Entries from April 2006 ↓

The Future of Compilers: Saving Millions of Developer Hours

We were troubleshooting an application a few days ago and, after realizing we’d discovered a design flaw, my co-worker Jeremy quipped “It’s not working like it’s supposed to.”

This got me thinking about the nature of errors in software and brought me all the way back to my early computer science courses at UC Davis.

Compiler errors are the best kind of errors. They happen early, they happen often, and they’re easily fixed. If the compiler chokes on my lack of a semicolon I can fix it in about 10 seconds (total time from beginning of compilation to applied remedy). With background compilation in tools like Visual Studio .NET and Eclipse, it’s less than that.
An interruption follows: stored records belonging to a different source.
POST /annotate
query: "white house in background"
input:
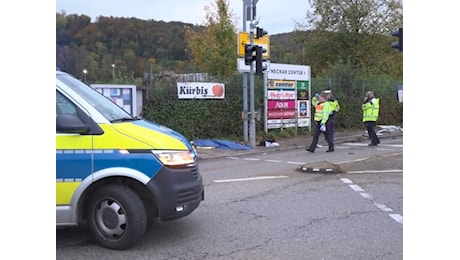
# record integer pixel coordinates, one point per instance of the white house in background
(128, 97)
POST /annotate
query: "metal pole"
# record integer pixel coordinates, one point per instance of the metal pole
(265, 103)
(252, 122)
(113, 73)
(245, 82)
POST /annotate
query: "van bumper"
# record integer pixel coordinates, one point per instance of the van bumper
(178, 192)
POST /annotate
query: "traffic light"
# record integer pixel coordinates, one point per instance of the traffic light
(260, 33)
(398, 44)
(249, 55)
(260, 66)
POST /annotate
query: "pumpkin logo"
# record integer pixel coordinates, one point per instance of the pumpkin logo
(218, 90)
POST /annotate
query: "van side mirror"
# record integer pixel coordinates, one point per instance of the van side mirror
(66, 123)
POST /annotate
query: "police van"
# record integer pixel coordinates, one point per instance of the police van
(116, 173)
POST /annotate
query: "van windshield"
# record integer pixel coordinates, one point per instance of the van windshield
(104, 105)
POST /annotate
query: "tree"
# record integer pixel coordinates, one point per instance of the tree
(358, 31)
(214, 48)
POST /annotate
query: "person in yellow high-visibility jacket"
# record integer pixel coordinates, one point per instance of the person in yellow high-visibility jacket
(330, 125)
(371, 107)
(322, 111)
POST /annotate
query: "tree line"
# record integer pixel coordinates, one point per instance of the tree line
(348, 43)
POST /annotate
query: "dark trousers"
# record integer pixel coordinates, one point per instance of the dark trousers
(316, 135)
(370, 125)
(329, 134)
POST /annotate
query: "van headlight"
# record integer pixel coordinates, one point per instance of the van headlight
(174, 158)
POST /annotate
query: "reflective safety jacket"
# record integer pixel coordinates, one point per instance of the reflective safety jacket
(371, 110)
(322, 111)
(335, 106)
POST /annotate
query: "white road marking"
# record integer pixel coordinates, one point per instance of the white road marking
(366, 195)
(380, 171)
(297, 163)
(382, 207)
(272, 160)
(251, 179)
(398, 218)
(346, 180)
(356, 187)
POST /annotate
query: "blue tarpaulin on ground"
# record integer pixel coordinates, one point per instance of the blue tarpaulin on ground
(220, 144)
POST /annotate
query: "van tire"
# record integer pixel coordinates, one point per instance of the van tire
(116, 217)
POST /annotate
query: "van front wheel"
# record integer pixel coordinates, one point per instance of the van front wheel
(116, 217)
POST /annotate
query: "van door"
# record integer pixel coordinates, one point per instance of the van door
(74, 149)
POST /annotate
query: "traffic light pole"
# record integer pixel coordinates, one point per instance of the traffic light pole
(252, 122)
(245, 80)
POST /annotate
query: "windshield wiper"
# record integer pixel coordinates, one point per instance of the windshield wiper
(124, 119)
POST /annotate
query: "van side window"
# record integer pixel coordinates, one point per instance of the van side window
(64, 106)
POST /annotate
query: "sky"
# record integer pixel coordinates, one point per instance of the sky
(431, 179)
(274, 16)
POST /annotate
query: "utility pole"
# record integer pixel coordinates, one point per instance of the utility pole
(245, 79)
(252, 122)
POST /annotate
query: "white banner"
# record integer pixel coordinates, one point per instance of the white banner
(200, 90)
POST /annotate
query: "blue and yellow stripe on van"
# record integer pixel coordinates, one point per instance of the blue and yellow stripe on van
(73, 166)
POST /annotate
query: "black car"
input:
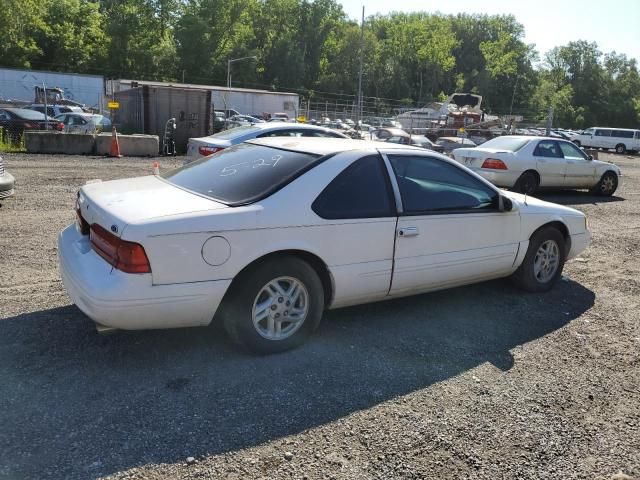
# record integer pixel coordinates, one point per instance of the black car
(14, 121)
(6, 182)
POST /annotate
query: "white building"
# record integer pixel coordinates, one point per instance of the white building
(19, 85)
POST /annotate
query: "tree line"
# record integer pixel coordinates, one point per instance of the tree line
(312, 47)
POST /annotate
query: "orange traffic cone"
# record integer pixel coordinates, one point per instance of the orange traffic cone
(115, 146)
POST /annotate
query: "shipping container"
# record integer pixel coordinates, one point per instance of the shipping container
(244, 100)
(146, 109)
(19, 86)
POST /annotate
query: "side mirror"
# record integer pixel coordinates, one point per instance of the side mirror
(504, 204)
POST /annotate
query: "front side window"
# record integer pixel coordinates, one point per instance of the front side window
(241, 174)
(361, 190)
(429, 185)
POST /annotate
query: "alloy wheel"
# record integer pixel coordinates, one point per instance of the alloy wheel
(280, 308)
(546, 261)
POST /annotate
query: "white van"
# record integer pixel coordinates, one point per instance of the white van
(620, 139)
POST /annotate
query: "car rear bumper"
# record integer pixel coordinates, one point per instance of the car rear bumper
(6, 185)
(500, 178)
(125, 301)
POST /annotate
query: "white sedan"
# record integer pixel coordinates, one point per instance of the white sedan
(266, 235)
(203, 146)
(525, 164)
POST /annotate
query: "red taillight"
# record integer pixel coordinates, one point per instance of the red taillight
(128, 257)
(494, 164)
(204, 151)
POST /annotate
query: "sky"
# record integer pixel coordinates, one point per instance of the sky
(612, 24)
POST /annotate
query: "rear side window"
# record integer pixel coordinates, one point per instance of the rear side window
(361, 190)
(623, 133)
(569, 150)
(548, 149)
(241, 174)
(432, 186)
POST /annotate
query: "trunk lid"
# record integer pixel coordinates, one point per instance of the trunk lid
(115, 204)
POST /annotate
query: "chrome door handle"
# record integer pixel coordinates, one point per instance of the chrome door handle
(408, 232)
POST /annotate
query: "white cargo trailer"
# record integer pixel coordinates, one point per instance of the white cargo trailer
(19, 85)
(244, 100)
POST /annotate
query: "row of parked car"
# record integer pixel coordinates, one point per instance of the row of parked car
(521, 163)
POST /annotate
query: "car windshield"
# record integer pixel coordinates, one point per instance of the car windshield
(234, 132)
(506, 143)
(241, 174)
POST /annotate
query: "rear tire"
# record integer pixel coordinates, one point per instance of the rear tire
(275, 306)
(607, 185)
(542, 265)
(527, 183)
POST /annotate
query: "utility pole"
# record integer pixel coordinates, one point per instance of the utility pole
(549, 121)
(46, 117)
(359, 112)
(513, 96)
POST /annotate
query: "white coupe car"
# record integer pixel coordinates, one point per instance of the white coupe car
(268, 234)
(526, 164)
(203, 146)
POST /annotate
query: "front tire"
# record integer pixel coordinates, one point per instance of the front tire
(607, 185)
(527, 183)
(275, 306)
(542, 265)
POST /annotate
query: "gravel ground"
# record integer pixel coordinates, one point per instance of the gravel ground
(477, 382)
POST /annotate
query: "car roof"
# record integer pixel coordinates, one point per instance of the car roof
(536, 137)
(327, 146)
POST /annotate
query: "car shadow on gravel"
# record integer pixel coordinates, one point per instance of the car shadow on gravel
(575, 197)
(77, 405)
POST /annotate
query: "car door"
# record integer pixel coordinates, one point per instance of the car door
(358, 217)
(580, 171)
(450, 230)
(550, 163)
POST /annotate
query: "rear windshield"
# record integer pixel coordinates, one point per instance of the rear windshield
(506, 143)
(234, 132)
(241, 174)
(29, 114)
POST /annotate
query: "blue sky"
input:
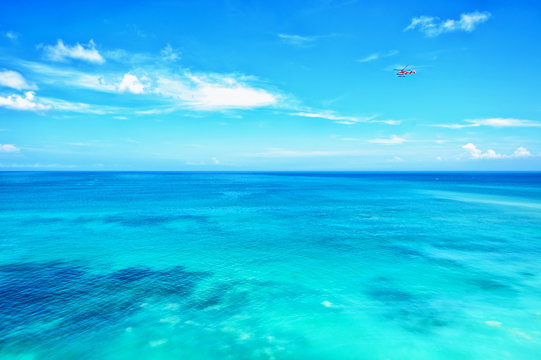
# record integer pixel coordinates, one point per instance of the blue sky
(270, 85)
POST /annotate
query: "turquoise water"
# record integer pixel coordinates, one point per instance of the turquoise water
(270, 266)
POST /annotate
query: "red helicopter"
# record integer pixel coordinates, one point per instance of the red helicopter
(403, 72)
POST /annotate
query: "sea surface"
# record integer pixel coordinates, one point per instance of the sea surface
(120, 265)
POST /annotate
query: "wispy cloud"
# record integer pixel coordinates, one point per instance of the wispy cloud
(493, 122)
(29, 102)
(278, 152)
(433, 26)
(214, 91)
(199, 91)
(476, 153)
(63, 53)
(297, 40)
(8, 148)
(15, 80)
(393, 140)
(169, 54)
(18, 102)
(346, 120)
(378, 55)
(130, 83)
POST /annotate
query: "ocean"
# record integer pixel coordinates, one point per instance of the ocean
(308, 265)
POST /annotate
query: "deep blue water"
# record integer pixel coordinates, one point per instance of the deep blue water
(270, 265)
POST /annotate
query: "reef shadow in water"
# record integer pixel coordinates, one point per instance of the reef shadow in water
(54, 300)
(412, 312)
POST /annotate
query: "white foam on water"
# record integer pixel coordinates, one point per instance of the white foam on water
(522, 334)
(171, 306)
(492, 200)
(173, 320)
(157, 342)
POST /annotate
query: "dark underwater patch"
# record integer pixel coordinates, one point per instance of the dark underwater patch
(72, 299)
(412, 312)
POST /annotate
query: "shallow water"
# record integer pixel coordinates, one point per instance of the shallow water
(270, 266)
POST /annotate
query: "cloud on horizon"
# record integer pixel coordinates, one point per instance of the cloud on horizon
(476, 153)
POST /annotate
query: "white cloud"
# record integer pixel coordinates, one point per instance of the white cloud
(493, 122)
(346, 120)
(378, 55)
(169, 54)
(393, 140)
(476, 153)
(8, 148)
(433, 26)
(15, 80)
(278, 152)
(29, 102)
(18, 102)
(62, 53)
(131, 83)
(214, 92)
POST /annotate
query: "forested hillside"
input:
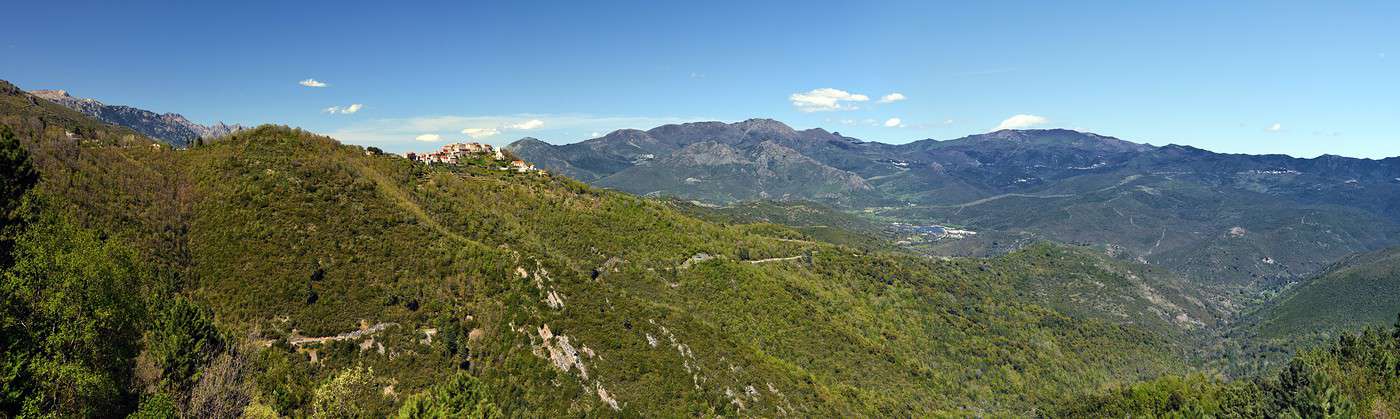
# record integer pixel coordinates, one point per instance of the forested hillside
(280, 272)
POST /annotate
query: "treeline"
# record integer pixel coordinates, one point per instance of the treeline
(91, 330)
(1355, 376)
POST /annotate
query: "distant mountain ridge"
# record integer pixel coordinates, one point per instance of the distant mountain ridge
(1222, 217)
(170, 128)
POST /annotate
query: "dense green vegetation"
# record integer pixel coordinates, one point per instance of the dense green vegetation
(814, 220)
(556, 296)
(1355, 376)
(282, 273)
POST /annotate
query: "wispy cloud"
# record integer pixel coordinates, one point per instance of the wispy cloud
(1022, 121)
(349, 110)
(987, 72)
(892, 98)
(527, 125)
(399, 133)
(480, 132)
(826, 98)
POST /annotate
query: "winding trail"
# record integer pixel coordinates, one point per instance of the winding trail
(297, 339)
(776, 259)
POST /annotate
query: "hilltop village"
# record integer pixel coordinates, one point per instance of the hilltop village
(461, 152)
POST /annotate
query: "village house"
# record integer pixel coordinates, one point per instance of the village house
(457, 152)
(520, 166)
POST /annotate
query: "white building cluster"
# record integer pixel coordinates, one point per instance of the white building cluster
(455, 152)
(458, 152)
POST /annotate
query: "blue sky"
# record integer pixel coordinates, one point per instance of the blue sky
(1299, 79)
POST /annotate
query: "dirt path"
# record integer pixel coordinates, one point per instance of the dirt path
(403, 201)
(776, 259)
(297, 339)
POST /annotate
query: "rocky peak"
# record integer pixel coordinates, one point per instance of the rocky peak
(763, 126)
(170, 128)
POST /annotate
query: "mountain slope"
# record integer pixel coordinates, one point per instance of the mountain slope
(560, 297)
(1252, 222)
(168, 128)
(1361, 290)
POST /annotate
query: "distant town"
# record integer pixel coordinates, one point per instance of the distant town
(457, 153)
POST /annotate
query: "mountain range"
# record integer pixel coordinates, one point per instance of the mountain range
(168, 128)
(1222, 217)
(275, 272)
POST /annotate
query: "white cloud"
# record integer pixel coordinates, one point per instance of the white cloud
(826, 98)
(349, 110)
(396, 133)
(1022, 121)
(480, 132)
(527, 125)
(892, 98)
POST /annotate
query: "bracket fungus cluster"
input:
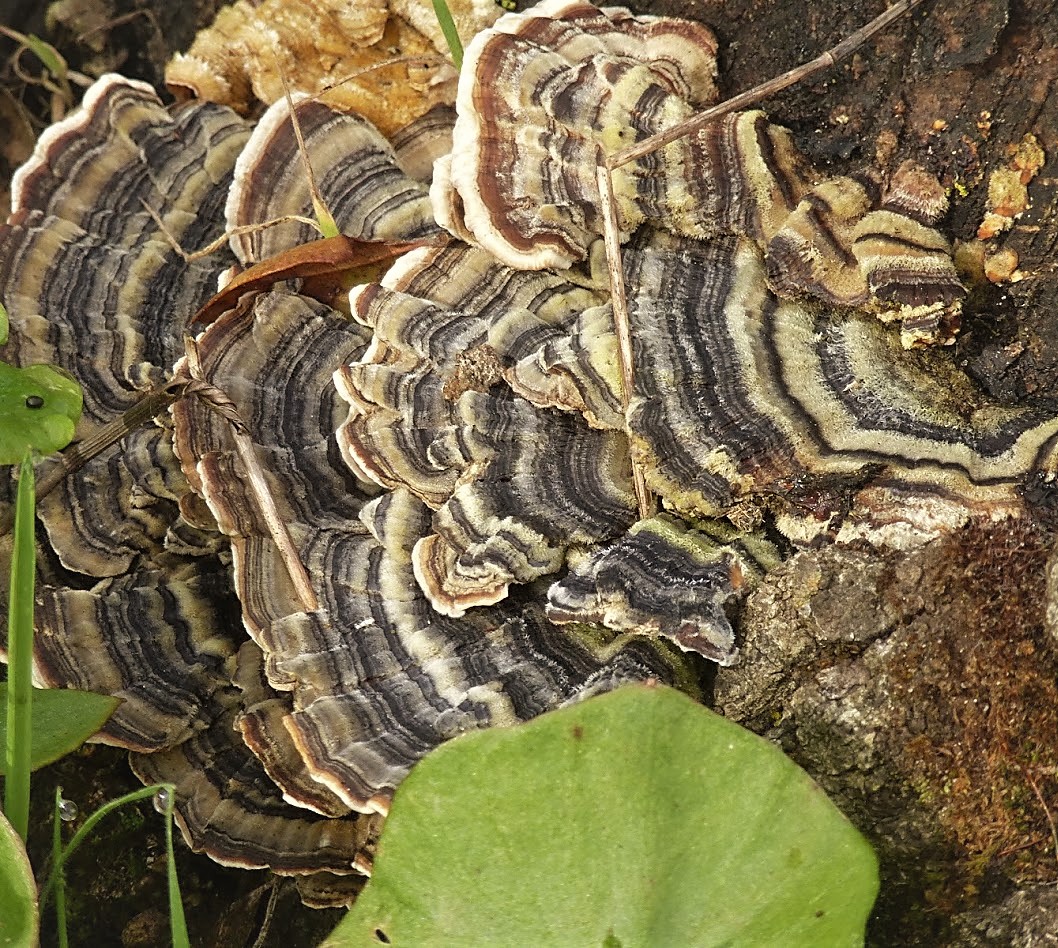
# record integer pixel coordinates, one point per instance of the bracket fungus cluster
(364, 528)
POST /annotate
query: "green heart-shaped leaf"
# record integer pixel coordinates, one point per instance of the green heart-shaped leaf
(39, 407)
(636, 818)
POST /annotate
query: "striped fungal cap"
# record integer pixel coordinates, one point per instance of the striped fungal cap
(544, 97)
(448, 455)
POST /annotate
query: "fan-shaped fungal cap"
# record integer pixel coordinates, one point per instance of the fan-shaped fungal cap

Runtime errors are a bit nastier; they creep up on you once you’ve started the app and *bam* knock you to the ground with a nasty crash. With a runtime error you must take the time to compile the code, start the application, begin interacting with it, and at some point watch it crash.

If you know what the problem is you can fix it in 30 seconds or less, but the additional time spent finding the bug, time that would not have been spent had the compiler found the bug, makes runtime errors creep into the “over 1 minute” mark on a good day. On a bad day you either have to step through the code (if you have that capability), look in the error log, or start adding “print” statements here and there until you figure out where your leak is. Runtime errors are nasty, but at least you have a clue where your problem is located.

Logic errors are the worst of the worst. These include design errors caused by faulty architecture or flow diagrams, or a miscalculation by the programmer. Nothing crashes. Nothing dies. And that’s the worst part. Logic errors are beasts, and are not typically discovered until much later in the process. In an application with any kind of complexity you often need to trace through multiple files, and may even scour through the database looking for bad data. Yes, logic errors are the “I spent 6 hours only to realize I had the minus sign in the wrong place” kind of errors.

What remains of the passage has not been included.